I think what motivated G W Bush's people to have him start talking about space is a desire to associate him with something heroic. The idea of exploring Mars is more than just a welcome break from the wars on Terra; it is something both physically and conceptually far from the calumny of Iraq, terrorism or a nose-diving dollar. It is hard to wring much heroism out of military or civilian casualties, lost in the name of weapons of mass destruction that were never there. Such losses are tragic, not heroic.
Yet we still long for heroism. There was a time, not so long ago, when to be 'imperial' was a good thing, and in those days it was easy to be heroic. Fortunately, dying or killing for your country or opening up tracts of 'legally unexplored' land and disenfranchising those who occupied it no longer constitute acceptable heroism. Space exploration however, particularly manned exploration, can provide us with a contemporary form of acceptable heroism. I believe that Voyager, with its grand yet probably futile attempt to carry a representation of the complexity of the Earth and its people to the ETs, is similarly heroic.
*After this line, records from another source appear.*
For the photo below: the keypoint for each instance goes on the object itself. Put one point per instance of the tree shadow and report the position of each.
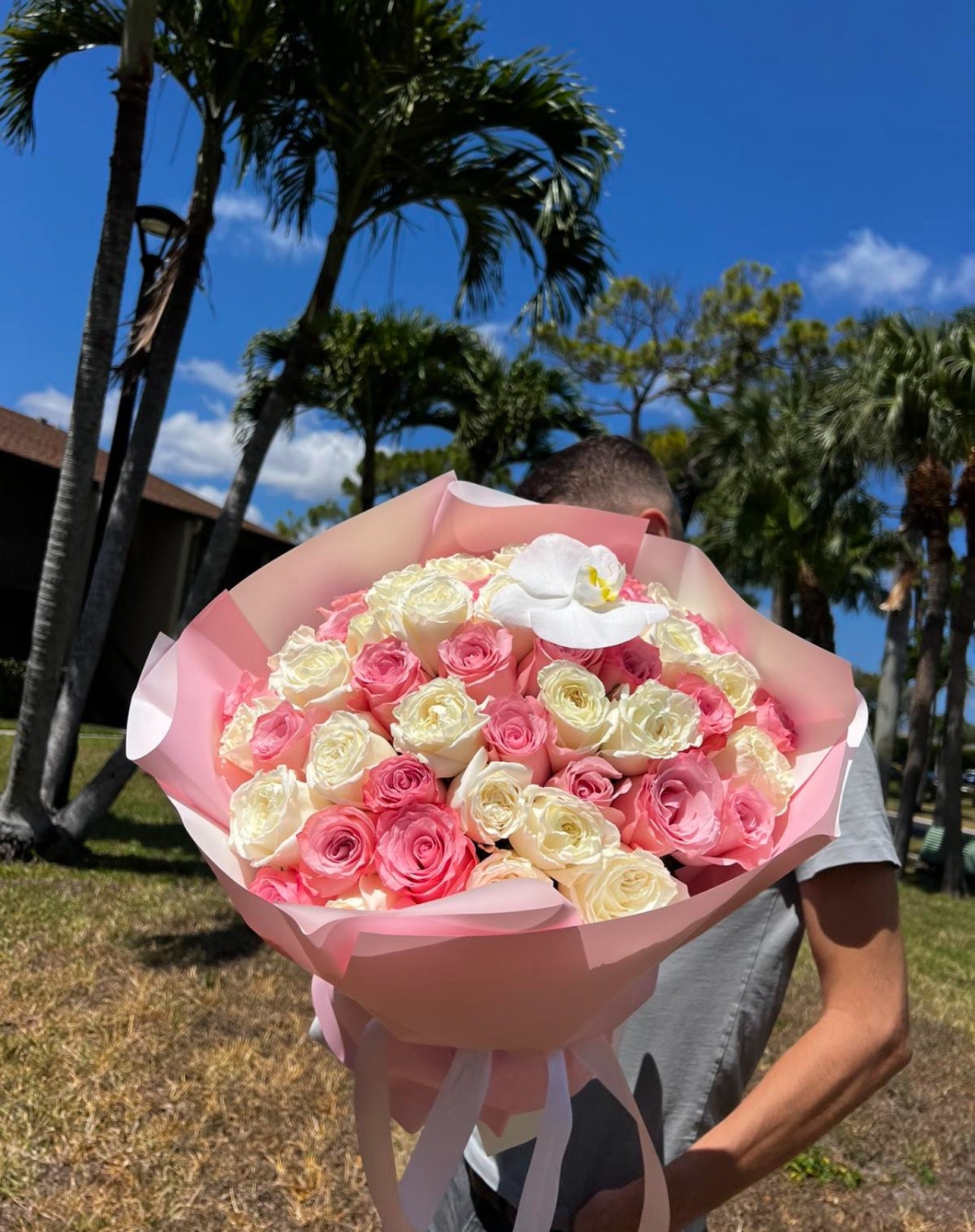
(154, 848)
(227, 942)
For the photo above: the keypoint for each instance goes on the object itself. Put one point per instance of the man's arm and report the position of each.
(858, 1043)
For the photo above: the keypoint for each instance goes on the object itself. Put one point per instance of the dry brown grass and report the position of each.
(154, 1069)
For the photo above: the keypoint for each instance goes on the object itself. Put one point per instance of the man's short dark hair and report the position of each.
(604, 472)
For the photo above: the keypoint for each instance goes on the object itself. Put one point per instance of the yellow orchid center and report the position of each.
(610, 592)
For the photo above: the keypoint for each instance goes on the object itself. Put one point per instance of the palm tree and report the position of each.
(46, 32)
(776, 515)
(901, 404)
(377, 374)
(224, 57)
(400, 110)
(513, 410)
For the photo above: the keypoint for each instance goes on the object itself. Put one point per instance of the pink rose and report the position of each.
(386, 671)
(674, 807)
(281, 886)
(519, 730)
(590, 779)
(633, 590)
(773, 720)
(548, 652)
(481, 657)
(633, 663)
(747, 827)
(245, 690)
(421, 851)
(399, 782)
(335, 626)
(336, 847)
(715, 639)
(717, 713)
(281, 740)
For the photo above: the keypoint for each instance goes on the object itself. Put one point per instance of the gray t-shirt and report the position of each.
(689, 1052)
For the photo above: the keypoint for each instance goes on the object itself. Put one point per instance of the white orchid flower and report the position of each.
(568, 592)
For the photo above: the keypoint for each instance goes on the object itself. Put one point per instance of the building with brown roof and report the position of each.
(170, 536)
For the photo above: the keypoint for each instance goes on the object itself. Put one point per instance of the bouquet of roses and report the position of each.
(481, 792)
(422, 741)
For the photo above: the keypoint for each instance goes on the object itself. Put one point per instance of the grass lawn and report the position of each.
(156, 1075)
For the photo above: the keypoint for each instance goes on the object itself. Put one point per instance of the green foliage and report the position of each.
(11, 687)
(812, 1164)
(642, 343)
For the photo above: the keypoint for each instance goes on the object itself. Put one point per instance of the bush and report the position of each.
(11, 687)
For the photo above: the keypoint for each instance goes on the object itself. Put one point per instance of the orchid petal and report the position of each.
(549, 566)
(513, 606)
(585, 630)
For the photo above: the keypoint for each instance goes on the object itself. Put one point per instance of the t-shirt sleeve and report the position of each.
(864, 829)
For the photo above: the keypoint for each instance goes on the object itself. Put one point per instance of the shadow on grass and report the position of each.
(125, 844)
(208, 948)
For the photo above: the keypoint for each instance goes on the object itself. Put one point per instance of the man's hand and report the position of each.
(860, 1041)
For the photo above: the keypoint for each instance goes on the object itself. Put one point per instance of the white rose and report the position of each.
(372, 896)
(266, 814)
(653, 722)
(522, 640)
(311, 673)
(465, 568)
(342, 749)
(503, 556)
(751, 754)
(237, 736)
(364, 630)
(734, 675)
(626, 883)
(488, 798)
(430, 611)
(679, 641)
(383, 598)
(505, 867)
(578, 703)
(562, 834)
(441, 723)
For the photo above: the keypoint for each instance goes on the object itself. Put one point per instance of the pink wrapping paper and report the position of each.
(506, 971)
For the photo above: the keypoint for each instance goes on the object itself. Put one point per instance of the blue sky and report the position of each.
(828, 140)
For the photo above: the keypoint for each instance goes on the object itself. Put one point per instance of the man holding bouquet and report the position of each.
(689, 1052)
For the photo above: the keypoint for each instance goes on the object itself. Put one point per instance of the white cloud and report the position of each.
(957, 283)
(212, 374)
(241, 218)
(309, 465)
(871, 269)
(495, 334)
(55, 408)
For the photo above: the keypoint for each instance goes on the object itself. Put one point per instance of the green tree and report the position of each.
(36, 35)
(642, 344)
(396, 109)
(775, 515)
(901, 404)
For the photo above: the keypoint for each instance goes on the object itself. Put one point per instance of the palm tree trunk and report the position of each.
(279, 402)
(178, 283)
(963, 616)
(783, 611)
(24, 820)
(816, 624)
(893, 665)
(929, 491)
(367, 472)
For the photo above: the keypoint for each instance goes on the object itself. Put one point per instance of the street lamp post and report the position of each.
(156, 228)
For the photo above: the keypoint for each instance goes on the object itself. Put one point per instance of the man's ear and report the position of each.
(656, 521)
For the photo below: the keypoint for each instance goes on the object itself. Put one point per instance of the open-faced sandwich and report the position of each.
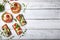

My Voyager reflects on the symbolic power of space travel, particularly the way that it functions as a form of representation. It is hard to believe that ETs, if they do discover Voyager, will garner an understanding of the Earth and its peoples that is in any way similar to ours. Judging it this way, the 'failure' of Voyager as an alien communication device seems almost inevitable. However, I don't believe that it ought to be judged in this way. Like all great art, we should appreciate Voyager for the scale of its ideas and its symbolic intensity, rather than its practical efficacy.